Pokey LaFarge 2024
Photo: Fabian Fioto / New West Records

Pokey LaFarge Invites Us to Dance for Our Lives on ‘Rhumba Country’

There’s a joyful element to Pokey LaFarge’s Rhumba Country that may be found in the Lord’s spirit, the pleasure of bouncy rhythms, or the magic of making music.

Rhumba Country
Pokey LaFarge
New West
10 May 2024

The ten tracks on Pokey LaFarge‘s new album Rhumba Country all sway to tropical rhythms and the rhumba beat from which the LP gets its title. The term “rhumba” itself is amorphous enough to include a variety of styles. The songs here are all danceable but different enough from each other to keep the listener attentive as well as on their feet.

For the most part, LaFarge’s narrators keep on moving, from “So long Chicag-o-o-o, hello Mexico”, to “Over land, over sea / Down in the valley, through the trees”, to “All around the world I’ve been looking”. This theme fits hand in glove with the music’s cadenced tempos. A restless spirit brings people together, whether friends, family, or lovers. We are all searching for meaning. LaFarge presumes he has found the answer and shares his discovery with us on Rhumba Country.   

This travelogue we are on is life. LaFarge urges us to appreciate the world and each other in a lively yet gentle tone.

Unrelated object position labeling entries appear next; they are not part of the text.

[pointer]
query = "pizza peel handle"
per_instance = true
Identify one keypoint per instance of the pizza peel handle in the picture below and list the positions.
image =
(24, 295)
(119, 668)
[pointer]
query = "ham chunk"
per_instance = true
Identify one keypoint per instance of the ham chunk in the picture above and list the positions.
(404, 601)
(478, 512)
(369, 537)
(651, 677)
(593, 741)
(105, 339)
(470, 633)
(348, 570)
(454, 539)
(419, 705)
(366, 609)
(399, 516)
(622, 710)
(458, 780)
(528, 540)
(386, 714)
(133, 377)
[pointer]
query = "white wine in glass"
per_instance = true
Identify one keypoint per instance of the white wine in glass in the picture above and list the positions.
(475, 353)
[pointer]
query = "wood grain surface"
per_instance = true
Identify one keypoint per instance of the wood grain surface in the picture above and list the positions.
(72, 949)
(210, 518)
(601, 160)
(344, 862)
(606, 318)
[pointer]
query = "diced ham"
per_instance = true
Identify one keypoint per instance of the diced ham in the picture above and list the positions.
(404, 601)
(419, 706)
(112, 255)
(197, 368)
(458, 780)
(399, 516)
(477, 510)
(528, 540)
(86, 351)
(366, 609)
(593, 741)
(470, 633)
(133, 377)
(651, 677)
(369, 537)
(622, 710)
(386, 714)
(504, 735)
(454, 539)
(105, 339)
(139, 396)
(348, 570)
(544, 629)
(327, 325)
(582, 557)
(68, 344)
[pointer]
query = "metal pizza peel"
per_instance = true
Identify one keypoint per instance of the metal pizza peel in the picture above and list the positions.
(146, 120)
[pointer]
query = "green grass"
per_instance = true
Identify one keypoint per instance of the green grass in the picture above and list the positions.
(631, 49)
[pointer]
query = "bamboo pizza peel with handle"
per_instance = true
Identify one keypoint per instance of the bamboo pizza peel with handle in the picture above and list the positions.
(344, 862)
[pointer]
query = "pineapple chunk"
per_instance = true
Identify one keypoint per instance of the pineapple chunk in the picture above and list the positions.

There is something Christ-like about his proselytization, and the last words on Rhumba Country explicitly praise Jesus, to whom the record is dedicated. However, the album is more general in its spirituality. There are few specific allusions to a particular deity (“Lord bless these seeds I sow”). Even the song named for the saintly “Sister Andre” is about finding another lover rather than discoursing on a religious theme. The wisdom of the world’s once oldest living person is that anything can happen at any time. Can I get a hallelujah?

Pokey LaFarge plays acoustic or electric guitar on most tracks and is ably backed up by a slew of other musicians on mellotron, tenor, and baritone saxophones, electric bass, drums, percussion, several guitars, and harmony vocalists. LaFarge’s distinctive voice is always out in front. He keeps the mood breezy. He doesn’t raise the volume to make a point. He purposely strives to be friendly, offering to make one feel better “if only for one night” as he cheekily sings. In another song, he professes “unconditional love” in a voice that could melt butter while a chorus of “la la las” sweetly swings in the background.

The one cover song is reggae artist Ken Boothe’s “Home Home Home”. Boothe’s rocksteady version from 1967 has a gospel feel. The Jamaican artist sings of home as a place from the past and the afterlife. LaFarge is backed by a choir, which gives the song a churchy sound, but he hastens the beat. Boothe is in no rush to get to heaven. LaFarge sounds like he is in a hurry to get there. That doesn’t mean he’s in a hurry to die.

There’s a joyful element to Rhumba Country that may be found in the Lord’s spirit, the pleasure of bouncy rhythms, or the magic of making music. Pokey LaFarge presents us with the evidence. We are left to decide what it means. He keeps the preaching to a minimum and implores us to dance.